The largest in the world, Indonesia’s Muslim punk community is fascinating subject matter for Jimmy Hendrickx’s bold ‘A Punk Daydream’.
The documentary sheds light upon two tribes – spiky punk misfit Eka and his friends, and the ancient Dayak people – linked by their taboo tattooed skin and stifling social marginalisation in a conservative society.
The Dayak tribe’s way of life is threatened by the same march of modernity that spawned their mohawked counterparts, a commonality adeptly highlighted by the film.
From the outset, music is Hendrickx’s most evocative tool; punk scuzz blares over shots of the serene Indonesian countryside, and warehouse gigs are imbued with the same spirituality as Dayak rituals.
While the stark animosity toward punks, a hangover from the militaristic Suharto regime, is powerfully communicated, the Dayak at times act as a foil, and the film would benefit from delving deeper into their community. That said, its most thoughtful moments lie in subtle details – microcosms of Indonesian society peppered throughout vibrant street life sequences. In city smog, chickens are hastily slaughtered by the roadside, framed with nauseating bluntness. Later, the Dayak tribe’s ritual killing radiates respect; the values of brutalised urbanity have crept into the smallest of acts.
From anarchic hairstyles to hand-tapped tattoos, Hendrickx foregrounds the determinedly DIY nature of the punk community, an affront to the movement’s western commercialisation.
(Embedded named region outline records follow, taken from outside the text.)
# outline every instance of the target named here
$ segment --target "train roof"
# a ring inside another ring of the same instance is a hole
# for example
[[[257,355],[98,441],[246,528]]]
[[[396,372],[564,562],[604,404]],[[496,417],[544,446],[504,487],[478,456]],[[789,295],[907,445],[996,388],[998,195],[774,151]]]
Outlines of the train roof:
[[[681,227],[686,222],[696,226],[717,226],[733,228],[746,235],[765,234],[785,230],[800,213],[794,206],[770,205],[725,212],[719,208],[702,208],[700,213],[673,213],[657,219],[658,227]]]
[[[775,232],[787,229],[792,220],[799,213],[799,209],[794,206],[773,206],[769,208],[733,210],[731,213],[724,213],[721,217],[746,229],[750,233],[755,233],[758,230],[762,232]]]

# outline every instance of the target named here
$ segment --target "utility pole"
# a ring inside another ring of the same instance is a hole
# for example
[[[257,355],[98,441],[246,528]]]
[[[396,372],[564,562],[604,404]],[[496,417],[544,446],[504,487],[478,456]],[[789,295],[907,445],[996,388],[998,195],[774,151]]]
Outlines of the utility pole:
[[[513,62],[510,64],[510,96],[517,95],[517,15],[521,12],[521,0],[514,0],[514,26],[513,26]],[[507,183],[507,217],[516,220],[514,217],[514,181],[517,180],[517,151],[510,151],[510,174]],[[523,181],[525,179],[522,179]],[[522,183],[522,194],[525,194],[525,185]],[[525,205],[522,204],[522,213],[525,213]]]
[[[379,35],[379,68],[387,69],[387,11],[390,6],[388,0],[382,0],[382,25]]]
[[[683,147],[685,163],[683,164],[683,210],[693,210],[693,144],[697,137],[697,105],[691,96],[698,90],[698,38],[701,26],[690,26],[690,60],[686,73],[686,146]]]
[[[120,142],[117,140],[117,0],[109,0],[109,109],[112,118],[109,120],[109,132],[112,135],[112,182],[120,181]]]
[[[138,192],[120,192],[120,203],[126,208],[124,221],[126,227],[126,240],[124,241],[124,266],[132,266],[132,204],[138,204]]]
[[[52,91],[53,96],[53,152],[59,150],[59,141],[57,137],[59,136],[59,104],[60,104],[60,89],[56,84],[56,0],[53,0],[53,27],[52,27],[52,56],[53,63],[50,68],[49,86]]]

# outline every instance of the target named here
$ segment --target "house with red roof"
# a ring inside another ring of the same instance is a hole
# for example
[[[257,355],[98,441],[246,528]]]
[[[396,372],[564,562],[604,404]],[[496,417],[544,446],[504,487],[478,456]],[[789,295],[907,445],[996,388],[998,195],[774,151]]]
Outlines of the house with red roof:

Though not especially cinematographically impressive, intriguing visual contrasts carry the film. Scrappy form aside – as Eka’s red Doc Martens glisten in the South Asian sun, ‘A Punk Daydream’ captures the rebellious spirit of his people.
A Punk Daydream received nominations from the Warsaw International Film Festival and the St Petersburg Message to Man Film Festival for Best Full-Length Documentary Film.